Murakami Takashi1ORCID,Isayama Hiroyuki1ORCID,Ikeda Satoshi2,Hanabata Norihiro3,Enomoto Toshiyuki4,Kuwai Toshio56ORCID,Ushigome Mitsunori7,Ebi Masahide8ORCID,Ohtsuka Hideo9,Endo Shungo10,Saito Shuji11ORCID,Ohki Takeshi12,Yamamoto Ryuichi13,Kayahara Takahisa14,Matsumoto Satoshi15,Sasaki Yoshihiro16,Saida Yoshihisa4

Affiliation:

1. Department of Gastroenterology, Graduate School of Medicine, Juntendo University, Tokyo 113-8421, Japan

2. Department of Gastroenterological Surgery, Hiroshima Prefectural Hospital, Hiroshima 734-8530, Japan

3. Department of Gastroenterology, Aomori Prefectural Central Hospital, Aomori 030-0913, Japan

4. Department of Surgery, Toho University Ohashi Medical Center, Tokyo 153-8515, Japan

5. Gastrointestinal Endoscopy and Medicine, Hiroshima University Hospital, Hiroshima 734-0037, Japan

6. Department of Gastroenterology, NHO Kure Medical Center and Chugoku Cancer Center, Hiroshima 737-0023, Japan

7. Department of General and Gastroenterological Surgery, Toho University Omori Medical Center, Tokyo 143-8541, Japan

8. Department of Gastroenterology, Aichi Medical University School of Medicine, Nagakute 480-1155, Japan

9. Department of Surgery, Tokyo Metropolitan Tama Medical Center, Tokyo 189-8511, Japan

10. Department of Coloproctology, Aizu Medical Center, Fukushima Medical University, Fukushima 969-3482, Japan

11. Division of Surgery, Gastrointestinal Center, Yokohama Shin-Midori General Hospital, Kanagawa 226-0025, Japan

12. Department of Surgery, Institute of Gastroenterology, Tokyo Women’s Medical University, Tokyo 162-8666, Japan

13. Department of Gastroenterology, Tokyo-West Tokushukai Hospital, Tokyo 196-0003, Japan

14. Department of Gastroenterology and Hepatology, Kurashiki Central Hospital, Okayama 710-0052, Japan

15. Department of Gastroenterological Surgery, Nippon Medical School Chibahokusoh Hospital, Chiba 270-1694, Japan

16. Department of Gastroenterology, National Hospital Organization Disaster Medical Center, Tokyo 190-0014, Japan

Abstract

Background: Recently, there has been a significant increase in the utilization of self-expandable metallic stents (SEMSs) for treating malignant colorectal obstructions through colorectal stenting.

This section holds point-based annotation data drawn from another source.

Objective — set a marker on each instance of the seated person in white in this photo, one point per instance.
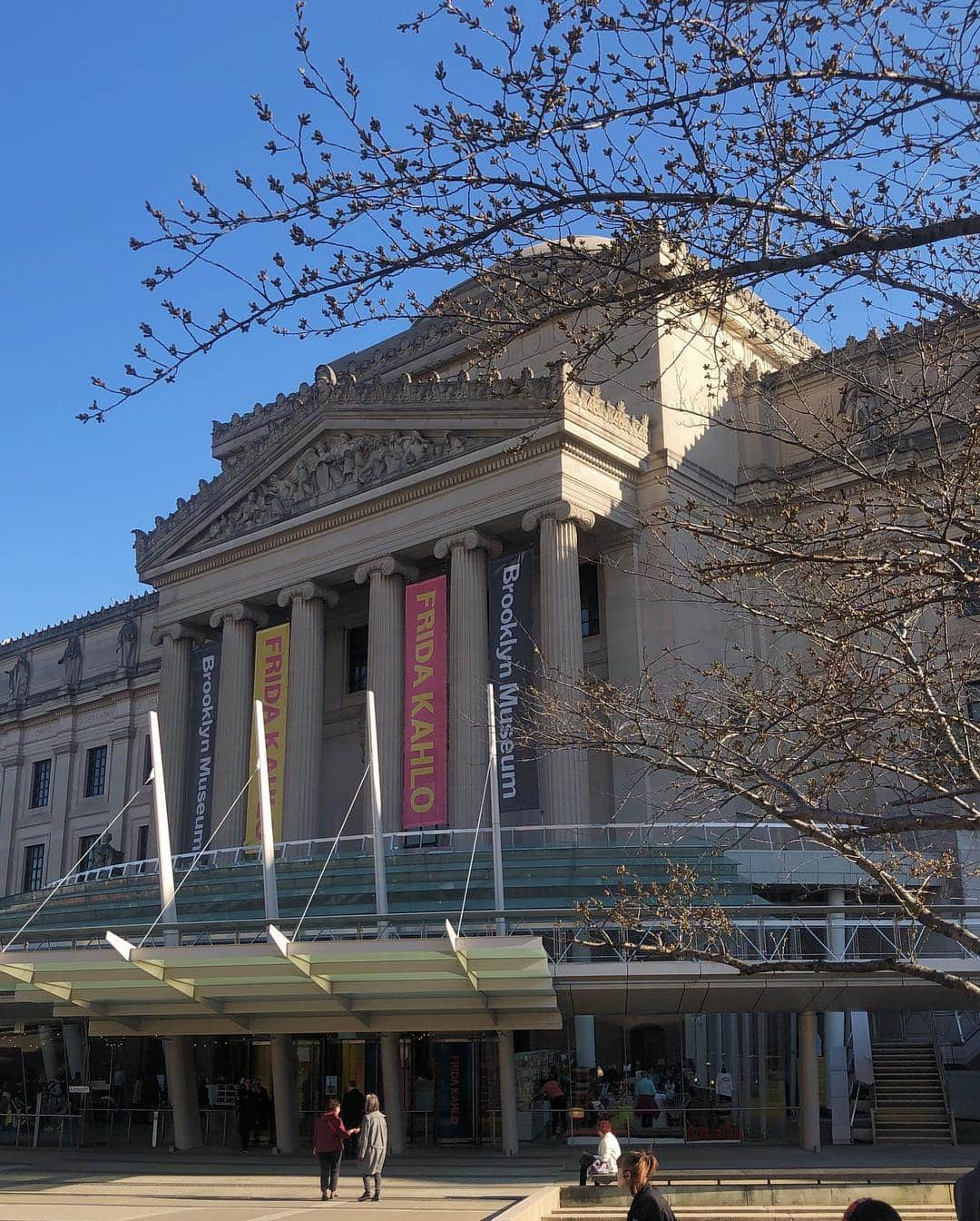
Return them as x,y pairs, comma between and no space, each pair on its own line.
604,1161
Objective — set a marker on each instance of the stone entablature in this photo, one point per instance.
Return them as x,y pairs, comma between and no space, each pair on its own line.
336,438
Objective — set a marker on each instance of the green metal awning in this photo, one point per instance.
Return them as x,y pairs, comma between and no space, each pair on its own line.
279,986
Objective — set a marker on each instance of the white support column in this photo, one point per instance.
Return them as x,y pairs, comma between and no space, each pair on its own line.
391,1076
238,624
10,775
173,708
179,1051
285,1093
508,1075
469,669
561,635
304,739
835,1048
386,659
809,1082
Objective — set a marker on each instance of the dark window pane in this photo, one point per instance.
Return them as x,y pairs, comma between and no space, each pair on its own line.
588,596
95,771
357,658
33,867
41,784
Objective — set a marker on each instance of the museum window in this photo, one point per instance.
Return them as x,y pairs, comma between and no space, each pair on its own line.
95,761
357,658
85,844
41,784
588,596
33,877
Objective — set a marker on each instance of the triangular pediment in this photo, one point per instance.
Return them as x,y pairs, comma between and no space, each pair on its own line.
340,441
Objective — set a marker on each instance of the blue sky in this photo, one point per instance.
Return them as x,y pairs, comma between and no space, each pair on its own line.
108,103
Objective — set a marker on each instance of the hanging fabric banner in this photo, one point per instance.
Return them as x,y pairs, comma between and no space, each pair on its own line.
271,684
205,671
512,668
425,730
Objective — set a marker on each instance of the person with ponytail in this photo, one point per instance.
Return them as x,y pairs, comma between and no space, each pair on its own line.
636,1170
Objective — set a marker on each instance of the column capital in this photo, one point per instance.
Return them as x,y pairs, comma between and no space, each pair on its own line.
176,632
386,566
238,612
469,540
562,510
308,591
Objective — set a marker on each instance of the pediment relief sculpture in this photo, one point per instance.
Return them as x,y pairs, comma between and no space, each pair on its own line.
337,466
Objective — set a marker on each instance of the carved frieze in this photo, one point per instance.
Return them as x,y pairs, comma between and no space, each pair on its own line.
337,466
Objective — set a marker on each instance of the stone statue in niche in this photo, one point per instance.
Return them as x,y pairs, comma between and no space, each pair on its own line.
127,644
18,679
102,852
73,662
335,464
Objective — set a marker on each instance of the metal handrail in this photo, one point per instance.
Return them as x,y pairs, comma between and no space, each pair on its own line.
714,835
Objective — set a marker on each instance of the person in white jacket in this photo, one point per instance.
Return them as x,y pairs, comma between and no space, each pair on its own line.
605,1160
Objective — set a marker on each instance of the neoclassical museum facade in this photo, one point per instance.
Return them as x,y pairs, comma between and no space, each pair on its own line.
415,526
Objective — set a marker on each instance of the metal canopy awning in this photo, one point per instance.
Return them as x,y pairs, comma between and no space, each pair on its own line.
279,986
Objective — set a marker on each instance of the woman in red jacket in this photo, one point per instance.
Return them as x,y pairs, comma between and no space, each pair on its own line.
328,1146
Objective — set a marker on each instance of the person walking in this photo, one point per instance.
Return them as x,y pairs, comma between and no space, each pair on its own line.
605,1159
372,1147
328,1146
352,1111
635,1174
966,1196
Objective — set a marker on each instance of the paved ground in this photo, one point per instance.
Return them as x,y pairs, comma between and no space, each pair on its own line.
464,1185
95,1186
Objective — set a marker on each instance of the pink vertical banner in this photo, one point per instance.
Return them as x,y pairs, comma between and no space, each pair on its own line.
425,788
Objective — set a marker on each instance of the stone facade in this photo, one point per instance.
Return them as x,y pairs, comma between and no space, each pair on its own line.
400,462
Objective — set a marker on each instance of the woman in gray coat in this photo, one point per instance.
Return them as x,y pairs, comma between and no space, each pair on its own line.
372,1147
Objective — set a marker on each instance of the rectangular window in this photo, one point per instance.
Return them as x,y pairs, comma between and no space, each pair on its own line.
33,867
85,844
357,658
95,762
588,596
41,784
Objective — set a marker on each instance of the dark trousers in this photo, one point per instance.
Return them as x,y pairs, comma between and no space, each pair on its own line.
329,1168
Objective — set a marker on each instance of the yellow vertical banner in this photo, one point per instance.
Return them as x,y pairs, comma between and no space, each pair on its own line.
271,684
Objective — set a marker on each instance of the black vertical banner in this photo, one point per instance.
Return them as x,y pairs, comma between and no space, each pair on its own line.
205,671
512,667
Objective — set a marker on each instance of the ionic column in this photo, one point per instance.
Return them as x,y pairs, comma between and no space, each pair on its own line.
386,661
234,697
469,669
176,641
561,636
304,734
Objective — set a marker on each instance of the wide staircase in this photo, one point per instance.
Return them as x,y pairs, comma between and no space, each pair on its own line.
767,1200
911,1104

The mechanical properties of SEMSs are usually considered to affect clinical outcomes of patients with malignant colorectal obstructions. Methods: This single-arm, prospective, multicenter study of SEMS with a lower axial force and high axial force zero-border included 200 patients with malignant colorectal obstruction. Technical and clinical success, stent patency, and adverse events associated with SEMS placement were evaluated. Results: One patient was excluded, and 199 patients were evaluated. The treatment intent was bridge-to-surgery in 129 and palliation in 70 patients. Technical and clinical success rates were 99.5% and 97.0%, respectively. The percentage of the ColoRectal Obstruction Scoring System scores of 3 or higher improved significantly from 19.2% before placement to 93.9% after placement. Clinical success was not achieved in five patients due to insufficient stent expansion in four patients and stent occlusion in one patient. Only one patient underwent emergency surgery for perforation of the proximal colon, far from where the stent was placed; the rescue procedure was not performed, despite no improvement in proximal dilatation due to insufficient stent expansion. Among the palliation cohort, 15 patients received chemotherapy, including molecular-targeted agents such as bevacizumab. There were no fatal cases related to stent placement. Conclusions: For management of malignant colorectal obstruction, this newly developed SEMS with low axial force and a high axial force zero-border showed high technical and clinical success rates, and an extremely low perforation rate (0.5%).